Latitude: 52.5154 / 52°30'55"N
Longitude: -3.315 / 3°18'53"W
OS Eastings: 310861
OS Northings: 291644
OS Grid: SO108916
Mapcode National: GBR 9S.GNHM
Mapcode Global: VH689.H1CJ
Plus Code: 9C4RGM8P+42
Entry Name: Robert Owen Memorial Museum
Listing Date: 9 May 1988
Last Amended: 10 November 2021
Grade: II
Source: Cadw
Source ID: 8029
Building Class: Recreational
ID on this website: 300008029
Location: On the street line spanning the corner of Broad Street with Severn Street.
County: Powys
Community: Newtown and Llanllwchaiarn (Y Drenewydd a Llanllwchaearn)
Community: Newtown and Llanllwchaiarn
Locality: Newtown
Built-Up Area: Newtown
Traditional County: Montgomeryshire
Tagged with: Arts and Crafts movement Museum building
1902 by Frank Hearn Shayler of Shrewsbury. Financed partly by public subscription and partly by the Co-operative Union as a memorial to Robert Owen, and originally used as a free library. The site, which had previously been occupied by a hardware shop, was donated by Mrs Arbuthnot of Newtown Hall. Disagreements between the two groups of clients allegedly led to differing elevations, though they are remarkably harmonious. The museum opened in 1983.
Robert Owen (1771-1858) was an instigator of the co-operative movement, a founder of British socialism and a campaigner for education and improved conditions for working people and the reduction of child labour. He said in 1817 his aim was to benefit “my fellow men of every rank and description, of every country and colour”. Born in Newtown, Owen became a manager of cotton mills including New Lanark in Scotland, which became well-known as a model industrial community after Owen established free schools and an Institute for the Formation of Character there. Owen’s mills relied on slave labour in Britain’s colonies and the United States for their raw material. In principle Owen disapproved of slavery which he said would “die a natural death” within a generation if his plans to transform society and the economy were put into practice, and he praised the Republic of Mexico for abolishing slavery. He argued against immediate abolition in the British Empire though and suggested that British slaves would be worse off if they were emancipated from their “humane masters” and “urged forward beyond the present happy ignorant state in which they are”. In A New View of Society and later books Owen argued that people’s character was shaped by their environment and advocated for planned co-operative villages of workers without money or private property. In 1825 he left New Lanark and attempted to put his ideas into practice, purchasing the town of New Harmony, Indiana in the USA. Owen then moved to London where he continued to argue for social change and fairer rewards for the working class, returning to Wales near the end of his life.
An elegant and accomplished composition in an arts and crafts idiom that combines free renaissance and vernacular revival elements with gestures towards art nouveau.
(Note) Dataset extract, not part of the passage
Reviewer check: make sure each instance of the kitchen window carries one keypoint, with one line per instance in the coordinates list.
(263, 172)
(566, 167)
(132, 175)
Mainly 2 storeys and attics, in a mix of brick, stone, timber-framing and tile-hanging. Steeply pitched tile roofs presenting an array of gables. Deep eaves and verges, plain bargeboards. The building pivots around a corner entrance block, which has doorway across angle in stone shell-hooded canopy carried on console brackets carried on half columns, and paired panel doors. Above the entrance is a two storey canted oriel with balcony at first floor, and continuous band of leaded windows beneath the overhanging eaves. This is clasped by gables on both sides: On the Broad Street elevation by an asymmetrical gabled bay, brick banded with stone to ground floor with triple-transomed window with carved head and scrolled architrave; long uprights in timber framing above, with a shallow oriel window to first floor, and a small window beneath the gable apex. To the right, facing Severn Street, a similar gable with flared decoration added to framing, is itself clasped by a tall banded chimney stack corbelled out above the ground floor, which has two similarly enriched transomed windows, with a commemorative plaque flanked by putti between them. Beyond them, the entrance block blends into a further range with a plain brick façade, a further doorway with simple timber hood, and leaded windows to ground floor. Windows in low bands in mezzanine above, immediately below the projecting tile-hanging of the upper floor, which is pierced by mullioned windows. Paired asymmetrical projecting timber-framed gables to attic storey.
Left hand elevation facing Broad Street is ashlar to ground floor, white-washed plaster to first floor, and has dark, tile-hung advanced gable carried on brackets above. 1st floor has tall canted oriel window, mullioned and transomed, with leaded lights. Narrow 1 light transomed windows in recesses flanking this to flanking recesses. Paired triple transomed windows with carved heads and leaded lights to ground floor, beneath a continuous hood mould. Putti flank commemorative plaque to centre.
Contemporary interiors.
Listed for its special architectural interest as an exceptionally fine early C20 building in an accomplished arts and crafts idiom, expressively composed and exquisitely detailed. Historical association with Robert Owen, celebrated as a socialist, educationalist and workplace reformer.